Data collected by Facebook is shared and processed throughout the Facebook group. The Facebook Group also includes, for example, Instagram, WhatsApp and Oculus. For example, information collected through Facebook is used to display personalized ads to the user on Instagram, or information from WhatsApp is used to take action against accounts that send spam through WhatsApp on Facebook. This information can be found in the Facebook Data Policy (https://www.facebook.com/about/privacy/update) under "How do Facebook companies work together?".
When Facebook processes data, user data may be transferred outside the European Economic Area (EEA), in particular to the USA. Facebook has therefore submitted to the EU-US Privacy Shield:
If your personal data is processed on the basis of legitimate interests pursuant to Art. 6 (1) p. 1 lit. f GDPR, you have the right to object to the processing of your personal data pursuant to Art. 21 GDPR, provided that there are grounds for doing so that arise from your particular situation or the objection is directed against direct advertising. In the latter case, you have a general right of objection, which will be implemented by us without specifying a particular situation.
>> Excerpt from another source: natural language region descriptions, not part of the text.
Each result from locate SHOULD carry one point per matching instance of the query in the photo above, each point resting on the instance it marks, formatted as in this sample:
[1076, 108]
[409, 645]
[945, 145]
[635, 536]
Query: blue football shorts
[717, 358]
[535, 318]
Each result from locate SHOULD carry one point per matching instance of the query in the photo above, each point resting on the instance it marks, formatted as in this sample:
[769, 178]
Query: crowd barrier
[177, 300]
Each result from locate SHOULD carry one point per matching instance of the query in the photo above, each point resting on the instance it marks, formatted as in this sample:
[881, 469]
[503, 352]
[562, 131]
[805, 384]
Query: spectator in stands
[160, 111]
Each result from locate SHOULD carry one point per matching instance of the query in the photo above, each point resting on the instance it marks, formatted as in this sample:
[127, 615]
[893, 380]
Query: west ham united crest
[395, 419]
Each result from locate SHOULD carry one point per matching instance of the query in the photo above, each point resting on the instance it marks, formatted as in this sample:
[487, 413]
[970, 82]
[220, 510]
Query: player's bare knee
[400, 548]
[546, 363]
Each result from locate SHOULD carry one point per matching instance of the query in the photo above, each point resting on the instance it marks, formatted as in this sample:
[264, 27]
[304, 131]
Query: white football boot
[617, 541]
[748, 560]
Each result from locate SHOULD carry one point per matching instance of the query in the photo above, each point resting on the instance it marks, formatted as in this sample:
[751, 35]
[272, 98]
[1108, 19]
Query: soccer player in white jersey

If you wish to exercise your right of revocation or objection, it is sufficient to send an e-mail to e-mail.
You have the right to revoke your consent to us at any time. This has the consequence that we may no longer continue the data processing based on this consent for the future. Furthermore, you have the right to information according to Art. 15 GDPR, the right to correction according to Art. 16 GDPR, the right to deletion according to Art. 17 GDPR, the right to restriction of processing according to Art. 18 GDPR, as well as the right from data portability from Art. 21 GDPR. Furthermore, there is a right of appeal to a competent data protection supervisory authority (Art. 77 GDPR in conjunction with § 19 BDSG).
In principle, you can assert your data protection rights both against Facebook and against us. Since only Facebook has direct access to your user data, you can most effectively assert your data subject rights against Facebook.
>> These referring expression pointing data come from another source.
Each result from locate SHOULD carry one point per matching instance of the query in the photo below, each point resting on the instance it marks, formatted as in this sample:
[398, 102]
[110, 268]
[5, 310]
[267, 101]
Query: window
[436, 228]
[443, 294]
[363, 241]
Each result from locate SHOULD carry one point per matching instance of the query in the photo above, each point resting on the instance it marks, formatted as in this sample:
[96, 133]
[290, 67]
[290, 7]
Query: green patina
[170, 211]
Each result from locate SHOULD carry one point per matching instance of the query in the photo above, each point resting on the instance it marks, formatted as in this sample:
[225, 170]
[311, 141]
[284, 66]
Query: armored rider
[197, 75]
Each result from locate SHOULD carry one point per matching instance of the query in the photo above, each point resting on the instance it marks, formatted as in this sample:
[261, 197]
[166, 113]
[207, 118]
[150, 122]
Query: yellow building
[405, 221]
Rights of the data subject
If your personal data is processed, you are a data subject within the meaning of the GDPR and you have the following rights vis-à-vis the controller:
You have the right to obtain from the controller the rectification and/or completion without undue delay of any personal data processed concerning you which is inaccurate or incomplete.
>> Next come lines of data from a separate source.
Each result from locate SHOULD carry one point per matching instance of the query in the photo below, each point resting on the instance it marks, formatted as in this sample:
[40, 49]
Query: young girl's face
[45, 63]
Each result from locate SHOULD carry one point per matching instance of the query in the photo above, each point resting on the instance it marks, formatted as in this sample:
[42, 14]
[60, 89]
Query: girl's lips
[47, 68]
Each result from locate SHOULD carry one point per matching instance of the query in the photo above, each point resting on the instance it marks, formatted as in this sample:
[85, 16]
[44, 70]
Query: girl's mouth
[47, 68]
If you have asserted the right to rectification, erasure or restriction of processing against the controller, the controller is obliged to notify all recipients to whom the personal data concerning you has been disclosed of this rectification/erasure/restriction of processing, unless this proves impossible or involves a disproportionate effort. You have the right against the controller to be informed about these recipients.
You have the right to revoke your declaration of consent under data protection law at any time. The revocation of consent does not affect the lawfulness of the processing carried out on the basis of the consent until the revocation. You can contact the responsible person for this purpose.
Without prejudice to any other administrative or judicial remedy, you have the right to lodge a complaint with a supervisory authority, in particular in the Member State of your residence, workplace or the place of the alleged infringement, if you consider that the processing of personal data concerning you infringes the GDPR. The supervisory authority to which the complaint has been lodged shall inform the complainant of the status and outcome of the complaint, including the possibility of a judicial remedy under Article 78 GDPR.